Android Banking Trojan Targeting Apps of HDFC, ICICI and Axis
Global IT security firm Quick Heal’s Security Labs on Thursday announced it has spotted an Android Banking Trojan that imitates more than 232 mobile apps, including those offered by Indian banks like SBI, HDFC, ICICI, IDBI and Axis, among others.
According to the researchers, the malware known as “Android.banker.A2f8a” is being distributed through a fake Flash Player app on third-party stores. Once a targeted app is found on the device, the app shows fake notifications disguised as coming from the targeted app and asks users to log in with their credentials and ultimately tricks them into stealing their login ID and password.

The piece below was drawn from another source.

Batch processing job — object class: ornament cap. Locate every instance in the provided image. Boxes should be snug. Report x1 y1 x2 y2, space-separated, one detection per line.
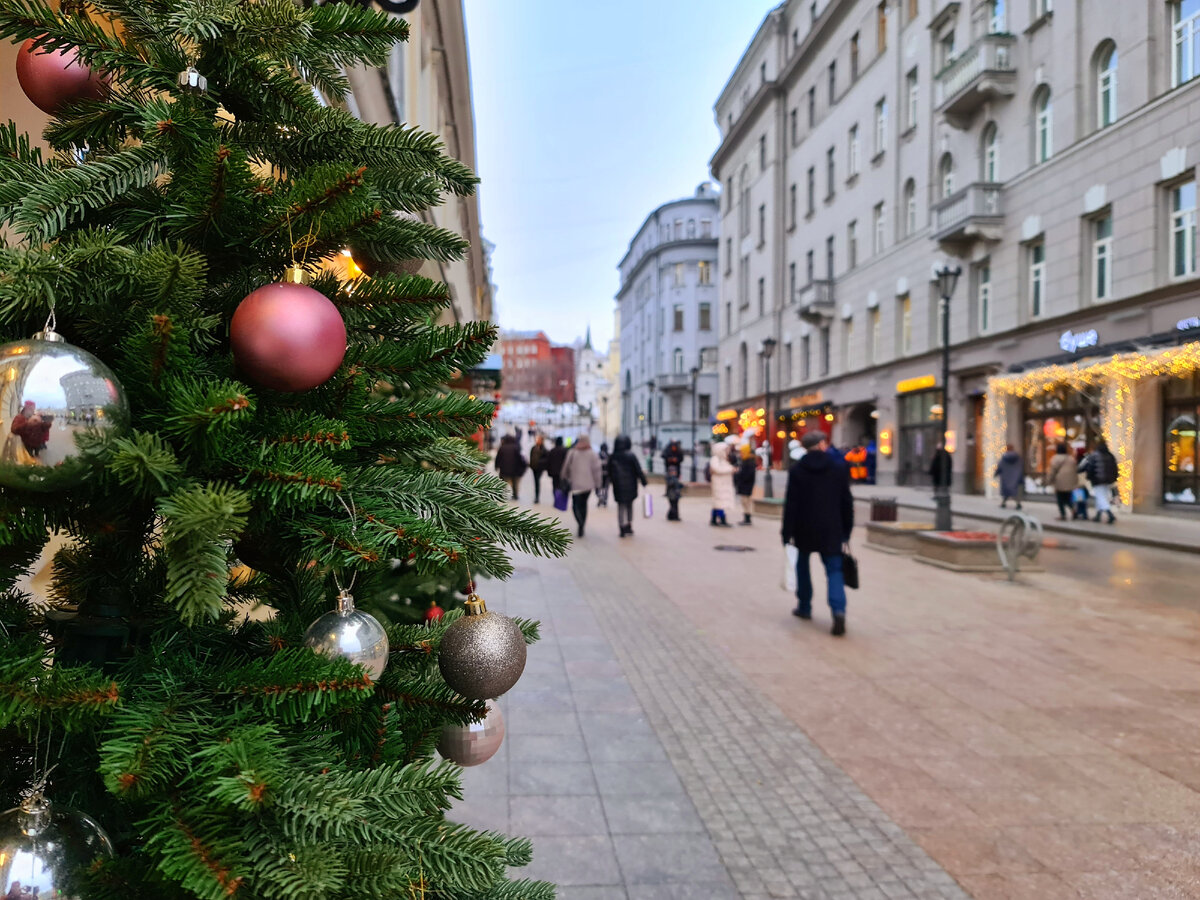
463 594 487 616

Sanjay Katkar, Joint Managing Director and Chief Technology Officer, Quick Heal Technologies Limited commented on the same and said, “Users are advised to avoid downloading apps from third party app stores or links provided in SMSs and emails to keep their credentials safe. It is strongly advised to keep device OS and mobile security app up-to-date.”
The extent of data collection by Android.banker.A2f8a isn’t limited to details on the banking app. Quick Heal states that the trojan is able to hijack SMSes, disclose location details and hijack contact lists, which it uploads to malicious servers.
Adobe Flash player has been discontinued after Android 4.1 and there’s no app on the Google Play Store. Adobe has also announced that it will stop updating and distributing Flash player for all formats of browsers, where it currently operates, by the end of 2020.
To stay away from this malicious attack, you should not install any flash player application, especially the ones with Adobe name. The flash player size is reportedly said to be 115KB. Also, Quick Heal noted that their security application detects this malware and alerts the user if any.